No sentido da palavra religião de se religar com a própria vida e com o mundo, toda arte é uma conexão e um recomeço perene. Nesse sentido, a celebração da igreja cristã em homenagem a ressurreição de Jesus Cristo encontra um paralelo com o morrer e nascer que cada obra de arte propicia. O fim da criação de cada uma delas e o começo de outra são processos eternos.

É bom lembrar que as comemorações referentes à Páscoa começam na Sexta Feira Santa, momento da crucificação de Jesus, terminando no Domingo de Páscoa, que celebra a ressurreição e o seu primeiro aparecimento aos discípulos. Analogamente, o processo de criação, que alguns vem como dor necessária e outros com prazer, encerra-se com o final de uma obra, que surge ao público, que, tal qual discípulo, a “lê” e interpreta atentamente.

A Semana Santa é ainda a última semana da Quaresma, período em que os fiéis cristãos devem permanecer por 40 dias em constante jejum e penitências. Existe aqui a ideia de que a dor e o sofrimento levam à compreensão. E, salvo exageros, muitos entendem o processo criativo justamente como uma passagem, nem sempre fácil, de um estado para outro.

E, etimologicamente, o termo Páscoa se originou do latim Pascha, que por sua vez, deriva do hebraico Pessach / Pesach, que significa “a passagem”. Esse, aliás, é o sentido da Páscoa para os judeus, que tem na Páscoa uma antiga festa realizada para celebrar a libertação do povo hebreu do cativeiro no Egito, aproximadamente em 1280 a.C.

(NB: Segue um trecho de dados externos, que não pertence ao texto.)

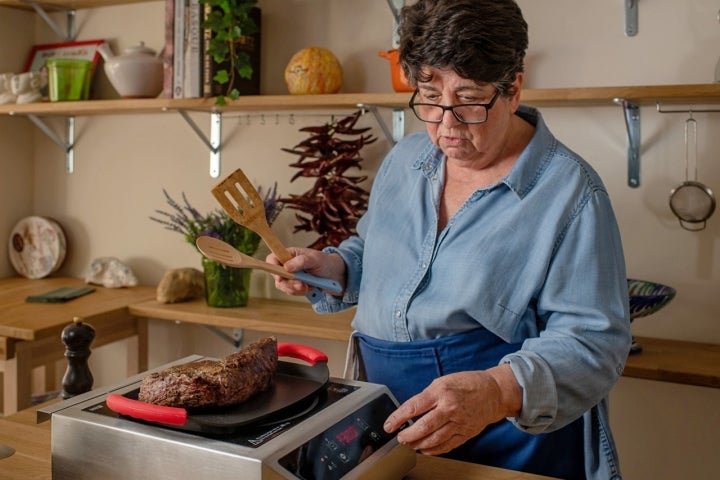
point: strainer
(692, 202)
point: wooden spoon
(215, 249)
(243, 203)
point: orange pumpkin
(313, 70)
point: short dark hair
(482, 40)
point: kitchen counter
(32, 459)
(30, 332)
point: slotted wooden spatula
(239, 198)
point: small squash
(313, 70)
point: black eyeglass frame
(445, 108)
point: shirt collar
(529, 166)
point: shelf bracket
(395, 7)
(69, 34)
(631, 17)
(398, 122)
(213, 143)
(632, 124)
(67, 145)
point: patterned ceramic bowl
(647, 298)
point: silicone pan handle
(301, 352)
(146, 411)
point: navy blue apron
(407, 368)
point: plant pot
(226, 287)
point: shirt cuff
(539, 403)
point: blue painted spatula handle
(323, 283)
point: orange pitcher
(398, 76)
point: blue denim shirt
(535, 258)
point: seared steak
(214, 383)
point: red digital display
(347, 435)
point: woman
(488, 272)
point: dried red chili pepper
(336, 202)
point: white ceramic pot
(137, 73)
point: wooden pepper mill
(77, 338)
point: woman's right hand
(315, 262)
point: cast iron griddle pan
(294, 383)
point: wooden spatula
(216, 249)
(243, 203)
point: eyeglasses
(465, 113)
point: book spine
(179, 47)
(207, 61)
(193, 60)
(168, 50)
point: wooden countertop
(690, 363)
(280, 317)
(32, 459)
(29, 321)
(663, 360)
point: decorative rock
(181, 284)
(110, 272)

E esse conceito de liberdade, de “passagem” de um estado para outro, se multiplica por dois dos tradicionais símbolos da Páscoa: o coelho, representando a fertilidade; e o ovo, a própria vida. O conceito geral, associado ao prazer do doce chocolate, está na concepção da passagem da infelicidade para a felicidade; das trevas para a luz.

Assim pode ser a arte. Se muitas vezes parece que a realidade circundante é um universo de escuridão, a capacidade humana de criar faz abrir frestas de luz no cotidiano. É esse renascer para a própria vida que a criação artística possibilita. Não se trata de religião no sentido sistêmico, mas de religação com a própria capacidade de estar e de viver no mundo, recriando-o a cada instante. Feliz Páscoa de religação para todos!

Oscar D’Ambrosio, jornalista, mestre em Artes Visuais pela Unesp e doutor em Educação, Arte e História da Cultura.